Dopo tanti mesi di chiusura, anche al Teatro Lirico “Giuseppe Verdi” di Trieste finalmente si riapre il sipario, si riaccendono le luci, si riempiono la platea e i palchi e l’orchestra torna sul palcoscenico per la ripartenza ufficiale della stagione concertistica e operistica del teatro triestino con lo Stabat Mater di Gioachino Rossini.
La serata di apertura di sabato 12 giugno è stata dedicata alla memoria delle vittime del Covid-19, osservando un minuto di silenzio, e a tutti coloro che in prima linea hanno combattuto contro il virus, in particolare le forze dell’ordine, gli operatori sanitari e i lavoratori della grande distribuzione. La scelta dello Stabat Mater risulta quindi essere perfettamente in linea con il fine del concerto: uno sguardo al passato e al futuro allo stesso tempo.

Sul palcoscenico il maestro Valerio Galli ha diretto i solisti, il coro e l’orchestra in maniera molto misurata e composta.
I quattro solisti, tutti a loro agio nel repertorio rossiniano, hanno sfoggiato le proprie qualità vocali pur mostrando di essersi avvicinati alla partitura in modo diverso.

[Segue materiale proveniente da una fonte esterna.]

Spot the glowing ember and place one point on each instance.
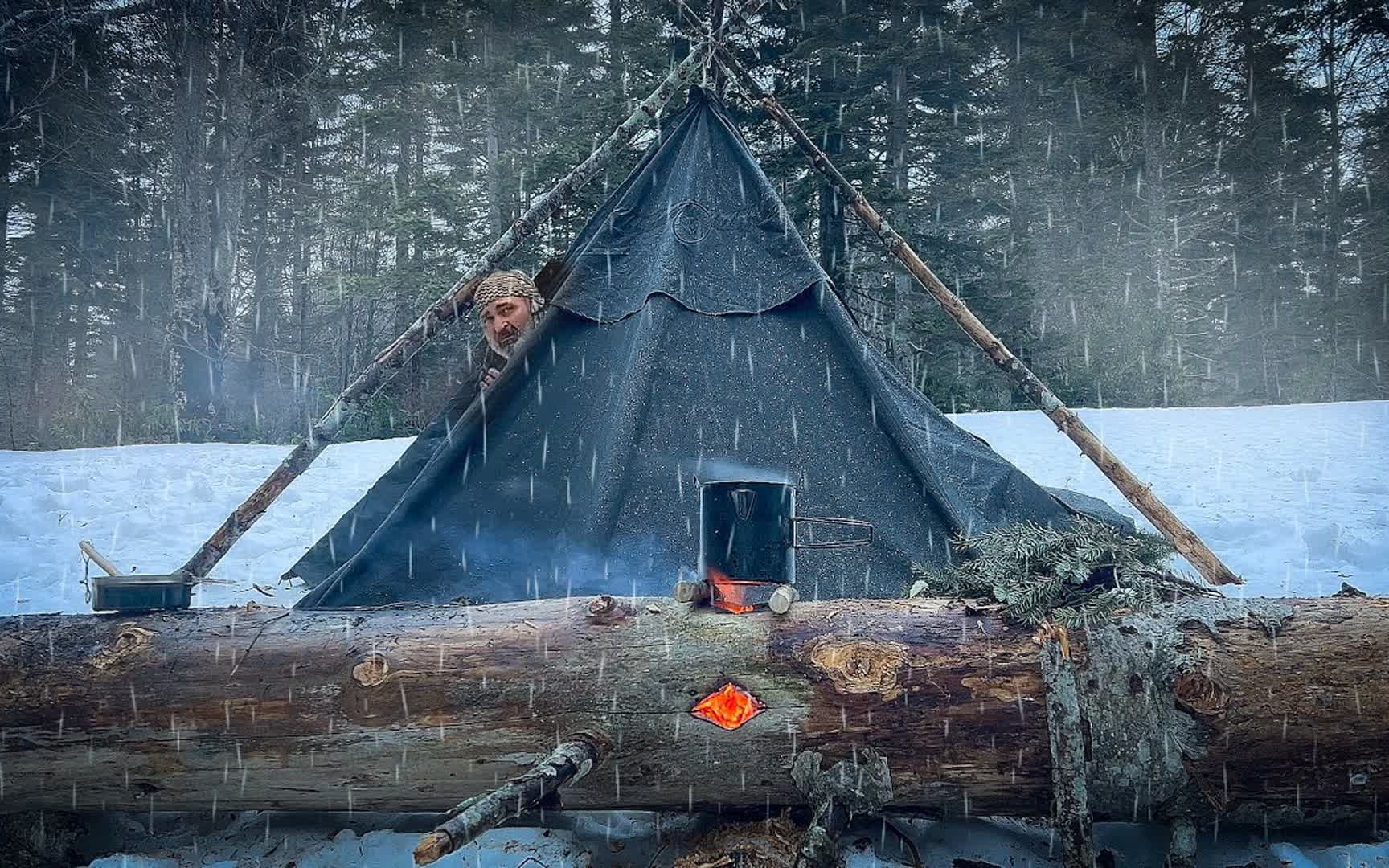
(728, 707)
(728, 593)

Il fraseggio del soprano Anastasia Bartoli, solido e drammatico allo stesso tempo, si contrappone a quello più delicato e narrativo del mezzosoprano Cecilia Molinari, che mostra la sua massima espressività in Fac ut portem. Il tenore Matteo Macchioni ha presentato un fraseggio più eroico e brillante, a differenza della lettura più intima del basso Gabriele Sagona, il quale ha detto accenti di marcata importanza al testo.

A causa dei distanziamenti interpersonali e della lontananza dal pubblico, la resa sonora del coro diretto da Francesca Tosi è molto più difficile da valutare: nonostante questo, si è ben sentita la voglia di tutti gli artisti di tornare a esprimersi sul palcoscenico.
Che lo “Stabat Mater” sia un grande segno di speranza e di fiducia nei mesi che ci attendono.